Included in this special issue are six papers that present novel algorithms for a number of the aforementioned issues. A high-level meta-algorithm for scheduling a chain of coarse grained tasks on a linear array of FPGAs, which can tackle a wide range of problem formulations and cost functions, is presented in the first paper “Meta-algorithms for scheduling a chain of coarse-grained tasks on an array of reconfigurable FPGAs” by D. P. Mehta, C. Shetters and D.W. Bouldin. The second paper “Power-driven global routing for multisupply voltage domains” by T.-H. Wu, A. Davoodi, and J. T. Linderoth, presents a new formulation for the power-aware routing problem for multi-supply voltage designs. The problem is solved using integer programming and parallel processing, the latter being an aspect that is actively being explored for various time-intensive EDA problems. In the third paper “Fast and near-optimal timing-driven cell sizing under cell area and leakage power constraints using a simplified discrete network flow algorithm,” H. Ren and S. Dutt develop a simplified and fast discretized network flow (DNF) algorithm for cell sizing for timing optimization under power and area constraints. This technique is much faster than a “full-fledged” DNF algorithm, but provides close to optimal solutions.
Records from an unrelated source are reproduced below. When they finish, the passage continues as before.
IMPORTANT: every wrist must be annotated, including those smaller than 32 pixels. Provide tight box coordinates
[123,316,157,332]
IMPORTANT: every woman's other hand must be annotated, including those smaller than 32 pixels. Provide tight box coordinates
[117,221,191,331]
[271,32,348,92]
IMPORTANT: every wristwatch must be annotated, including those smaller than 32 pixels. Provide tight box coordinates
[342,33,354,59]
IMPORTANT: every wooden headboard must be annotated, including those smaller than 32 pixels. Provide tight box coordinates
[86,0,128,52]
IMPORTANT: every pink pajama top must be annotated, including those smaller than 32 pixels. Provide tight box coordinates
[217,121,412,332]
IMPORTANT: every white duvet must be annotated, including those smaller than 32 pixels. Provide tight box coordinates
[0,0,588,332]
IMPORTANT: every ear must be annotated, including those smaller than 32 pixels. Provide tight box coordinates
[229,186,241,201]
The fourth paper “A graph-based approach to optimal scan chain stitching using RTL design descriptions” by L. Zaourar, Y. Kieffer, and C. Aktouf, presents a first-time mathematical formulation of the problem of scan insertion at the register transfer level of a design, and solves it as a traveling salesman problem. The work presented in the fifth paper “A novel framework for applying multiobjective GA and PSO based approaches for simultaneous area, delay, and power optimization in high level synthesis of datapaths” by D. S. Harish Ram, M. C. Bhuvaneswari and S. S. Prabhu, provides an application of the non-dominated sorting genetic algorithm (NSGA II) to the problem of multi-objective optimization in high-level synthesis with the goal of achieving solutions that are close to the true Pareto front of optimal solutions. Finally, the sixth paper “Line search-based inverse lithography technique for mask design” by X. Zhao and C. Chu, presents a novel enhanced mask design method via a highly efficient gradient-basedsearch technique that results in fewer pattern errors than previous work;it thus also reduces variability.

We hope the readers will find the papers interesting and informative, and that this special issue will get researchers thinking about developing new algorithmic approaches to effectively solving critical problems in current VLSI design.